The Toronto-based president of O'Leary Ventures recently sold his start-up for a profit, and realized he finally had the money to pay off his student loan in one fell swoop. But he wanted to make the moment mean something, so he went to his bank and asked for $114,460 in cash.
According to ABC News, the bank hesitated at first, saying he would have to pay for an armoured truck to carry that much cash. But the next day, according to the story, they counted out the money in a windowless room. "I put it into a grocery bag and walked a couple blocks to the other bank," Mr. Kenjeev told ABC. "I tried to play it cool."
His story went viral after he posted the receipt of his payment on his Facebook page, and shared the tale of how he erased the loan that had helped pay for an undergraduate degree at McGill University, as well as law school and an MBA acquired at the University of Toronto. He now works for Kevin O'Leary (a.k.a the Dragon in Dragon's Den, a reality-TV show in which entrepreneurs pitch their ideas).
At the Scotiabank that held the loan, he "plopped" the bag on the counter and asked the hesitant teller to deposit it, Mr. Kenjeev's said. One hour later, he was free of his student loan.
On Facebook, the reaction to his grocery-bag exploit has been polarizing: a mix of congratulations for his success – but also criticism. Some have accused him of bragging, and rubbing his debt-free status in the face of other students still heavily burdened by loans. (In his defence, he told ABC, the Facebook post was a reaction to a spontaneously happy moment.)
To people who are put out, he said: "I really wasn't thinking about that, to be fair. It was a milestone moment in your life, when you become debt-free." (And, many would argue, a moment worthy of celebration.)

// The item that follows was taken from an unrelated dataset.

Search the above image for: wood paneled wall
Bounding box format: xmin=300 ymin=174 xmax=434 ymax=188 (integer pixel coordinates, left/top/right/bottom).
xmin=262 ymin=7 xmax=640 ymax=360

Mr. Kenjeev recently made a case in The Globe and Mail for being brutally honest with employees and potential entrepreneurs, and about bad ideas: "Even in the harsh, cold world of business, the truth will set you free," he concluded.
In this case, he might say his naysayers have a bad case of sour grapes.
But then, as many a student knows too well, in the "harsh, cold world" of rising tuition fees – barring the good fortune of a Kenjeev-style grocery bag – freedom is a distant hope.
Was Alex Kenjeev bragging when he posted a picture of his receipt, or does he simply merit congratulations?